Applying this modus operandi to the Gwatney killing may be speculative but not without context. The Bush Administration and U.S. military leaders have demonstrated a deep interest in mind control techniques, as the rendition program and abuse scandals at Abu Ghraib and Guantanamo revealed in recent years. At the annual convention of the American Psychology Association held in San Franciso last year, many caregivers accused the C.I.A. of using brainwashing techniques on detainees. If no one within the press or law enforcement has linked Johnson to operatives within the Republican Party, the CIA, or other entity hovering outside the bounds of the law, it may because they're not looking very hard. If Johnson was recruited by a covert operative, it would most likely have occurred at the rifle range.

Of the little chatter on the blogs about the slaying, most commenters point to a violent culture made vulnerable by loose gun control laws as the probable cause, not a conspiracy. Others have fingered talk show hosts like Rush Limbaugh, arguing that the country's daily dose of hate-filled diatribes directed at liberal-minded organizations may be pushing individuals to commit vigilante acts. Along these lines, the conservative New Hampshire Union-Leader offered its own helpful insight with an op-ed entitled "Are Democrats being targeted for being unarmed?"
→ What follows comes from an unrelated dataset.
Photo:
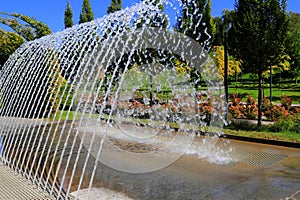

"Looks like the demented are sane enough to have identified a new place to safely assault unarmed victims: local Democratic Party offices," the piece illuminated.
In Little Rock, former President Clinton urged friends and loved ones at Gwatney's funeral service to keep the Arkansas Democrat alive by remembering the good things he did. "Make a list of what you were grateful for in Bill Gwatney's life." Clinton said. "He was a better golfer than I was. I am not grateful for that. But he seemed to genuinely like it if I hit a good shot, which is a sign of grace." (John Brummett's column on the funeral is also worth a look.)

For her part, Sen. Clinton attended the service but did not speak, an indication that Sen. McCain isn't the only one with a "cone of silence" problem these days. So much for 44-point victories.